I’ve been curious to try a chawangpu production mainly because they’re low-priced Banna teas, but the shipping costs have kept me from making a purchase. How would you compare them against Yunnan Sourcing productions?

Cwyn

If you are ordering from the China-based Yunnan Sourcing, the shipping will be comparable. YS has a customer purchase point system that is basically a growing coupon code. This can help defray costs. Chawangshop doesn’t have a poin system, however when you check out you are getting a shipping quote and not the actual cost. You don’t pay right away until the package has an accurate shipping cost which is, in my experience, always lower than the checkout shipping.
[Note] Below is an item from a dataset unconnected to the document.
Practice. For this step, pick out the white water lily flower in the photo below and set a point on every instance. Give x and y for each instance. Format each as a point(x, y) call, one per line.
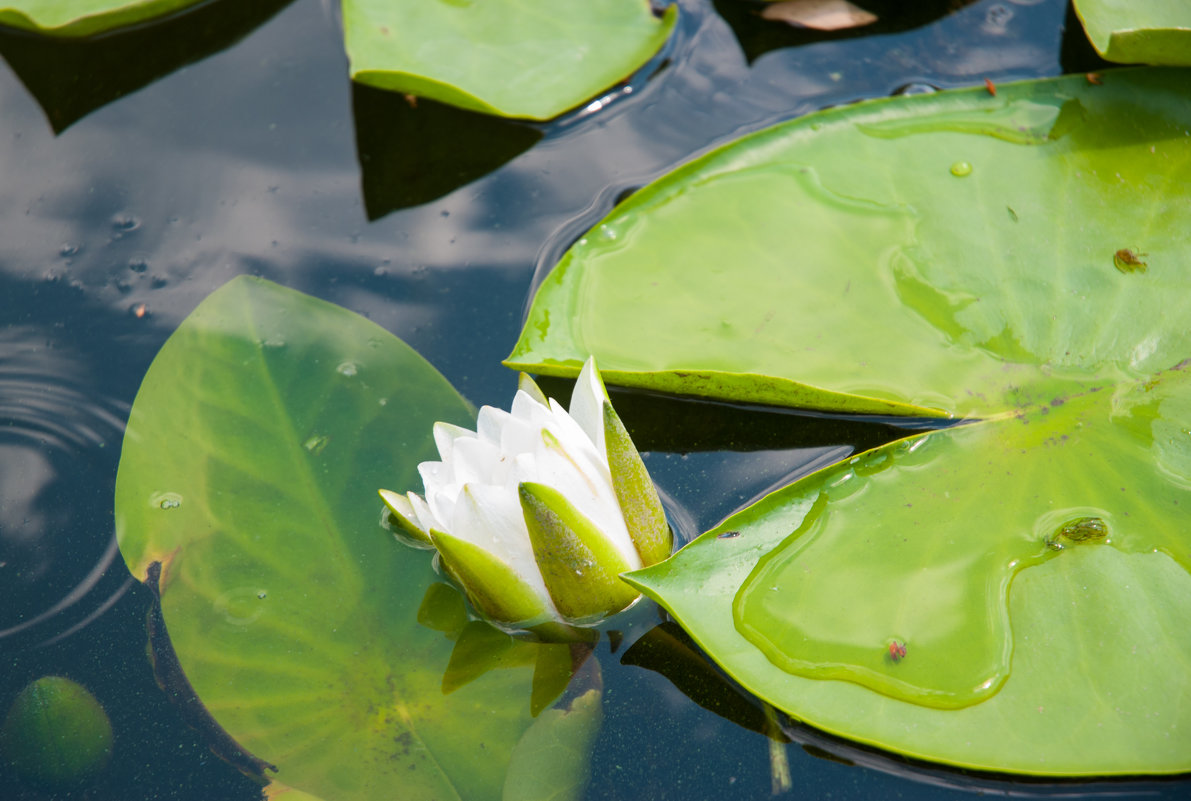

YS teas are often blends, and Scott has worked on these blends a long time, over a period of years. Because of the lead blends, I would say the appreciation is in the subtleties of the leaf blend. Chawangshop seems to focus on single batches from his sources, not so much a blend. Some teas are craft or farm teas, made by the people who harvest the tea. Some like the Lao Yun, the less expensive version is made by the women themselves over a wood fire and you get that wood smoke to air out. That is one example of a coarser, more craft and less refined cake. This shop offers many other tea products that are coarse. I find them interesting for this reason, I am a rural woman from another part of the world.

I suggest ordering from the US Yunnan Sourcing for a lower shipping cost and subtle blending, and sometime do an order from Chawangshop for their craft locally made products.

tanluwils

Very interesting assessment. I don’t mind hints of smoke so long as they don’t dominate or impart a burnt flavor. Would you say the level smokiness in Chawangpu productions is similar to that from the Puerh Shop?

I’ve noticed that many of YS’s in-house cakes are actually single estate/village productions or single mountain teas, which I suppose could be a blend if there are different varietals on the mountain. As a broke student, I’ve been very satisfied with YS cakes in terms of getting real value for my money. Although I was disappointed with one of their Dan Cong’s. Good point about YS’s point system. I completely forgot about it and now I see that I have over $15 worth of vouchers!